7.12         SUCCESSORS TO COMPANY
 
All obligations of the Company under the Plan with respect to Incentive Awards granted hereunder shall be binding on any successor to the Company, whether the existence of such successor is the result of a direct or indirect purchase, merger, consolidation, or otherwise, of all or substantially all of the business and/or assets of the Company.
 
7.13         MISCELLANEOUS PROVISIONS
 
(a)  No Employee, Consultant, Outside Director, or other person shall have any claim or right to be granted an Incentive Award under the Plan. Neither the Plan, nor any action taken hereunder, shall be construed as giving any Employee, Consultant, or Outside Director any right to be retained in the Employment or other service of the Company or any Parent or Subsidiary.
 
(b)  The expenses of the Plan shall be borne by the Company.
 
(c)  By accepting any Incentive Award, each Grantee and each person claiming by or through him shall be deemed to have indicated his acceptance of the Plan.
 
(d)  No Shares of Common Stock shall be issued hereunder unless counsel for the Company is then reasonably satisfied that such issuance will be in compliance with federal and state securities laws, if applicable.
 
7.14         SEVERABILITY
 
In the event that any provision of this Plan shall be held illegal, invalid or unenforceable for any reason, such provision shall be fully severable, but shall not affect the remaining provisions of the Plan, and the Plan shall be construed and enforced as if the illegal, invalid, or unenforceable provision was not included herein.
 
7.15         GENDER, TENSE AND HEADINGS
 
Whenever the context so requires, words of the masculine gender used herein shall include the feminine and neuter, and words used in the singular shall include the plural.

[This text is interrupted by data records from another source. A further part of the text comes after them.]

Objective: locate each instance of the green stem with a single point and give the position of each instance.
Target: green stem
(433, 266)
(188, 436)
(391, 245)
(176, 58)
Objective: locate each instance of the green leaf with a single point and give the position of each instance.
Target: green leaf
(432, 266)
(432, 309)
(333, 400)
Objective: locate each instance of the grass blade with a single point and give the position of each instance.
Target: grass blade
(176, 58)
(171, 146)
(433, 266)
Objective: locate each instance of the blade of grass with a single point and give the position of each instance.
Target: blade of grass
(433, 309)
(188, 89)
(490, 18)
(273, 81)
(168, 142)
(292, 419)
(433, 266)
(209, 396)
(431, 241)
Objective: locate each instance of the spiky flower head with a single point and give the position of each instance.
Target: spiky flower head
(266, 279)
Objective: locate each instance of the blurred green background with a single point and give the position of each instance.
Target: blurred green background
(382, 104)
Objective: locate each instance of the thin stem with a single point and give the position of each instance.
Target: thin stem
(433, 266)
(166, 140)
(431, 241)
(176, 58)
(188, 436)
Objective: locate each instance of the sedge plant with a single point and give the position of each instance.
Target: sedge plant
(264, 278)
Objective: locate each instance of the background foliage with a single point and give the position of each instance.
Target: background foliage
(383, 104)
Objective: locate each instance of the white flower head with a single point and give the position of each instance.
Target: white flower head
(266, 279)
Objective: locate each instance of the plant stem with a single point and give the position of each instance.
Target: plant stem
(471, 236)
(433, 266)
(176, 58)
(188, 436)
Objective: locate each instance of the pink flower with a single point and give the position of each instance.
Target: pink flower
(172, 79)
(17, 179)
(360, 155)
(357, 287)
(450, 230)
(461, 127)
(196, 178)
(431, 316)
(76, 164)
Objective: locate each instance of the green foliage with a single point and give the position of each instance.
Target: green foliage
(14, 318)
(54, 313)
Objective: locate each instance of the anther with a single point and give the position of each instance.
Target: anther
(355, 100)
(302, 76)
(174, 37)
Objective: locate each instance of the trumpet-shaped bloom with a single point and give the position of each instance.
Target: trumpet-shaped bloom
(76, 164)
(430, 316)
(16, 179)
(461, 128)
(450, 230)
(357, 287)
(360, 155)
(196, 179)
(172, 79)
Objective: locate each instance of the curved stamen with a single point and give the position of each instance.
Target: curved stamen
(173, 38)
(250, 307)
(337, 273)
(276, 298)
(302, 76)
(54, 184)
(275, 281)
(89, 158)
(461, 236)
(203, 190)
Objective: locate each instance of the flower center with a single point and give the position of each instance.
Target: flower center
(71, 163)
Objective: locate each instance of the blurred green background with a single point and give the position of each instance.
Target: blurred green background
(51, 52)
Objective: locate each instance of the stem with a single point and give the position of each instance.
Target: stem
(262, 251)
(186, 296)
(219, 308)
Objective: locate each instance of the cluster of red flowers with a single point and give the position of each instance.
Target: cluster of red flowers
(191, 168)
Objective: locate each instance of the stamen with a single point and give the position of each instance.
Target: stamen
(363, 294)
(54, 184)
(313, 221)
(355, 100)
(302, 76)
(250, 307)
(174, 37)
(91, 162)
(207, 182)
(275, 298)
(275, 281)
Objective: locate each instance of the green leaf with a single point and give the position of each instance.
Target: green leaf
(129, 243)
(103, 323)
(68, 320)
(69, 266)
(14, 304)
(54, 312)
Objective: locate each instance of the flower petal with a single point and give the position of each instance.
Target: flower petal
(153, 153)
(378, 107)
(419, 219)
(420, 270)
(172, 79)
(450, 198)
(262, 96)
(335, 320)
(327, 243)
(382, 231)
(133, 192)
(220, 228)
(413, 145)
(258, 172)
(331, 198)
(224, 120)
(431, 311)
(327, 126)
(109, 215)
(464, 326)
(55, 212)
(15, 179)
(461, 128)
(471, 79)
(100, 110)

Section headings as used herein are inserted solely for convenience and reference and constitute no part of the interpretation or construction of the Plan.
 
7.16         GOVERNING LAW
 
The Plan shall be interpreted, construed and constructed in accordance with the laws of the State of Texas without regard to its conflicts of law provisions, except as may be superseded by applicable laws of the United States.
 
 
A-19

 
 
APPENDIX B
AMENDMENT TO INX Inc. 2008 EMPLOYEE STOCK PURCHASE PLAN
 
 
FIRST AMENDMENT TO
INX INC. 2008 EMPLOYEE STOCK PURCHASE PLAN
 
WHEREAS, INX Inc. (“INX") maintains the INX Inc. 2008 Employee Stock Purchase Plan (the "Plan");

WHEREAS, Section 19 of the Plan permits amendment to the Plan at any time and for any reason; and

WHEREAS, amendment of the Plan is now considered desirable to increase the number of shares of INX common stock available for purchase under the Plan;

NOW, THEREFORE, BE IT RESOLVED that by virtue and in exercise of the amending power reserved to INX under the Plan, the Plan shall be, and hereby is, amended in the following particulars:

 
1.
By substituting the following for the first sentence of section 13(a) of the Plan:

 
“Subject to adjustment as provided in Section 18, the maximum number of Shares which shall be made available for sale under the Plan shall be one million two-hundred fifty thousand (1,250,000) Shares.”

FURTHER RESOLVED, except as specifically provided hereby, the Plan shall continue in full force and effect in accordance with the provisions thereof; and

FURTHER RESOLVED, this amendment shall be construed in accordance with and governed by the law of the State of Texas.